Hingga larut malam, Risman dan Bonar, tidak juga bisa tidur. Mereka bertetangga.  Sedari tadi mereka saling kirim SMS.
“Gimana, nih, Man.  Jangan-jangan stik kita memanjang.”  SMS Bonar bernada cemas.
“Mana mungkin.”
“Kata Bu Yasmin, stik ini bukan stik biasa.”
“Apa iya?”
“Memang, sepertinya mustahil.  Tapi ada baiknya kita jaga-jaga.”
“Maksudmu?”
“Bagaimana kalau stiknya kita potong sedikit.  Jadi kalau besok stik kita memanjang, ukurannya tetap sama dengan stik yang lain?”
“Kita tunggu saja besok.  Kalau memanjang, baru kita potong.”
“Iya kalau sempat, ini sudah larut malam, kita belum tidur.  Apalagi kamu, suka terlambat bangun.”
“Iya juga.  Baiklah, kita potong saja sedikit.”
Mereka merasa lega.  Akhirnya mereka bisa terlelap.
Keesokan harinya, semua siswa mengumpulkan stik kepada guru kelas.  Stik yang sudah terkumpul diperiksa dengan teliti.  Di kelas 4b, ada satu stik yang tampak bekas potongan dan ukurannya berbeda.  Begitu juga di kelas 4a.
“Akhirnya, dari stik yang kalian kumpulkan, Ibu tahu siapa yang selama ini melakukan kecurangan di warung jujur.”  Kata Bu Ira, Guru Kelas 4b, kepada siswanya.
“Siapa, Bu?”  Bu Guru tersenyum. 
“Alangkah baiknya jika anak yang Ibu maksud berani mengakuinya sebelum orangtuanya dipanggil oleh Kepala Sekolah.”  Meskipun berusaha tenang, wajah Risman terasa panas.  Mukanya tampak memerah.  Untung tak seorang pun temannya  memperhatikan.  Di kelasnya, Bonar juga merasakan hal yang sama.
Di kantin sekolah.
“Bonar, kita mengaku saja, yuk?  Aku takut kalau orangtuaku tahu semua ini.  Bisa-bisa mereka mengirimku ke kampung nenek lagi karena menganggapku masih nakal.”
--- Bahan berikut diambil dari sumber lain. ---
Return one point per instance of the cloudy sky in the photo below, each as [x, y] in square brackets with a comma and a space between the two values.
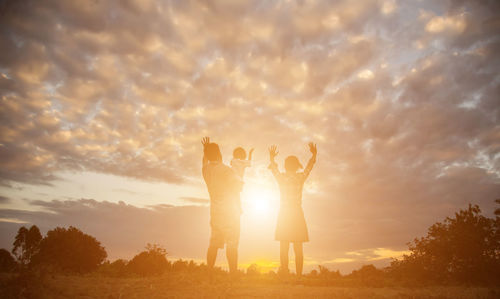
[104, 104]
“Aku juga takut.  Tapi kalau kita mengaku, nanti kita dihukum.”
“Ya, sih.  Tapi karena kita sudah salah, pantas juga dihukum.  Asal orangtuaku tak tahu masalah ini, aku bisa tenang.”  Keduanya terdiam beberapa saat.
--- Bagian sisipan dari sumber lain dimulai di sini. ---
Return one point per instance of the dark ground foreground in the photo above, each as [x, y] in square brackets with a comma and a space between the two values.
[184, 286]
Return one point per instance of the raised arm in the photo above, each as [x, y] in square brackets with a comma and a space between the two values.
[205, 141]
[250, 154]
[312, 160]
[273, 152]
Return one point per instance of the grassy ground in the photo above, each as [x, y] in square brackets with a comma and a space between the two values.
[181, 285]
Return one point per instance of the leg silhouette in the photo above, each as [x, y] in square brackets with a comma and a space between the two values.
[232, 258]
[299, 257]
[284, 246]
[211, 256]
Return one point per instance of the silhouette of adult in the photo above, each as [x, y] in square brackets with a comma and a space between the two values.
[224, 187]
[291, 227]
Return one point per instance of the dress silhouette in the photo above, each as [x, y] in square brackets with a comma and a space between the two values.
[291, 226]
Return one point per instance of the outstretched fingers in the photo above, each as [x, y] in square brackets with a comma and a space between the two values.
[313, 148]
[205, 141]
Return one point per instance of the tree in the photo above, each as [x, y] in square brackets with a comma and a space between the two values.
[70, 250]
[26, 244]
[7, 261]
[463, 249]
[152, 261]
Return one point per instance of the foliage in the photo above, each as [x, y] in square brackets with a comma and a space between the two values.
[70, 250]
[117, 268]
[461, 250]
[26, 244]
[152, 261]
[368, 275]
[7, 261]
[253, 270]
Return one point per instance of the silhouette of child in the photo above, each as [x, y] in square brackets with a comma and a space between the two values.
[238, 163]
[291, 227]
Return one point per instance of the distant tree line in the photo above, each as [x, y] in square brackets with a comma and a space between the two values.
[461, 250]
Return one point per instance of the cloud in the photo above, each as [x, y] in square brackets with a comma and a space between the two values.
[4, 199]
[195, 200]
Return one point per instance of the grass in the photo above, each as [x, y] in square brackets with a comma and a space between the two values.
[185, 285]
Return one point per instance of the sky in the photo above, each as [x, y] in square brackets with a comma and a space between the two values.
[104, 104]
“Aku akan mengaku.”  Risman bangkit dan berjalan menuju kelasnya.  Bu Ira tampak sedang sibuk mengoreksi PR siswa.  Beliau tersenyum melihat kedatangan Risman.
“Bu....”
“Duduklah.  Jadi akhirnya kamu menyadari kesalahanmu?”
“Tapi, bagaimana Ibu tahu pelakunya saya?  Apa stik saya memanjang lagi?”
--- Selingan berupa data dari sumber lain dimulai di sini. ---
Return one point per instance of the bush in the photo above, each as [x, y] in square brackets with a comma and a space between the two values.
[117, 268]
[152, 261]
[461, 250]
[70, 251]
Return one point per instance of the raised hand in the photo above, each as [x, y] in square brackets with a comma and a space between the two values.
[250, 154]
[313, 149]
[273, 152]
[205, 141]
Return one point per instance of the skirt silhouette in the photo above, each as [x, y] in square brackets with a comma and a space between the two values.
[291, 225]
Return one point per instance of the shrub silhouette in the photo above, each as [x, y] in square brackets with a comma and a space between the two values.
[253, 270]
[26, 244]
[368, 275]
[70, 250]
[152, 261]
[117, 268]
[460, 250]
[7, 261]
“Bukan memanjang, tapi memendek.  Benda mati, kan, tidak bisa tumbuh dan berkembang?”
“Kata Bu Yasmin....”
“Bu Yasmin bukannya ingin berbohong, tapi berusaha membuat kalian menyadari kesalahan kalian.”
“Saya menyesal, Bu.”  Risman menunduk dalam-dalam.
“Kenapa menyesalnya menunggu ketahuan?”  Risman terdiam.
“Saya janji tak akan mengulanginya lagi.  Jangan panggil orangtua saya, ya, Bu?”
“Coba pandang Ibu.”  Risman memberanikan diri memandang bu Ira.  Matanya berkaca-kaca.
“Baiklah.  Kali ini, Ibu maafkan.  Jangan pernah diulangi lagi.  Perbuatanmu itu tidak hanya merugikan diri kamu sendiri.  Tapi juga merugikan sekolah dan teman-temanmu yang lain juga.”
“Iya, Bu, saya mengerti.  Saya minta maaf.”
Di kelas 4a, tampak Bonar sedang duduk takzim di depan Bu Arta, Guru kelasnya.  Rupanya Bonar juga mengakui kesalahannya.
Hari-hari selanjutnya, warung jujur benar-benar menjadi warung jujur. Tidak ada lagi selisih barang terjual dengan jumlah uang yang masuk.  Kalau pun ada selisih, tidak seberapa nilainya. Mungkin adik-adik yang masih kelas satu atau kelas dua salah menghitung uang kembalian. Warung jujur sekolah kami pun semakin berkembang.  Kalau dulu hanya menjual alat-alat sekolah, sekarang juga ada kue-kue.  Karena harganya lebih murah dan kue-kuenya pun tampak bersih dan bergizi, siswa banyak yang jajan di warung jujur.